Saturday, March 29, 2008

Google Joins MIT in Search ET Planets

Google has joined MIT scientists who are designing a satellite-based observatory -the Transiting Exoplanet Survey Satellite (TESS)- that they say could for the first time provide a sensitive survey of the entire sky to search for earth-like planets outside the solar system that appear to cross in front of bright stars. Google will fund development of the wide-field digital cameras needed for the satellite. "Decades, or even centuries after the TESS survey is completed, the new planetary systems it discovers will continue to be studied because they are both nearby and bright," says George Ricker, leader of the project. Most of the more than 200 extrasolar planets discovered so far have been much larger than Earth, similar in size to the solar system's giant planets (ranging from Jupiter to Neptune), or even larger. But to search for planets where there's a possibility of finding signs of living organisms, astronomers are much more interested in those that are similar to our own world.
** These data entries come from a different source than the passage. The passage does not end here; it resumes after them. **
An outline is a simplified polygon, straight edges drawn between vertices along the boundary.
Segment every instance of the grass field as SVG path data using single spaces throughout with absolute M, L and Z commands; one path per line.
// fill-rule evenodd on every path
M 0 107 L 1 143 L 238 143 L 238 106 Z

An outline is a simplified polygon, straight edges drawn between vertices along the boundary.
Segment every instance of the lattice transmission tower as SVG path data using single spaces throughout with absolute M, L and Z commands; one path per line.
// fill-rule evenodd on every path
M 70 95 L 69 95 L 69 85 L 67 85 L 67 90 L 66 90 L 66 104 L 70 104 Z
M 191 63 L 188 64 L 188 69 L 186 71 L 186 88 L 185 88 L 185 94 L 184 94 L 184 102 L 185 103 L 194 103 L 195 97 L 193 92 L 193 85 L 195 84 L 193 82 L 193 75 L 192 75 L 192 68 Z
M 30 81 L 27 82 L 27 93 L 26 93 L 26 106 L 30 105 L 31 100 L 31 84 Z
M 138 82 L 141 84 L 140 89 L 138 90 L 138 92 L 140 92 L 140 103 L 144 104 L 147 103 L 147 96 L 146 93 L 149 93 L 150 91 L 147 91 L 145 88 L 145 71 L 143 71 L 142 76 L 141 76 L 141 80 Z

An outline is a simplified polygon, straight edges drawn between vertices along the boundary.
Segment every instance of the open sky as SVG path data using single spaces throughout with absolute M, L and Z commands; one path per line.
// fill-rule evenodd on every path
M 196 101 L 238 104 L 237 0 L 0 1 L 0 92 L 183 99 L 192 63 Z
Most searches so far depend on the gravitational attraction that planets exert on their stars in order to detect them, and therefore are best at finding large planets that orbit close to their stars. TESS, however, would search for stars whose orbits as seen from Earth carry them directly in front of the star, obscuring a tiny amount of starlight. Some ground-based searches have used this method and found about 20 planets so far, but a space-based search could detect much smaller, Earth-sized planets, as well as those with larger orbits.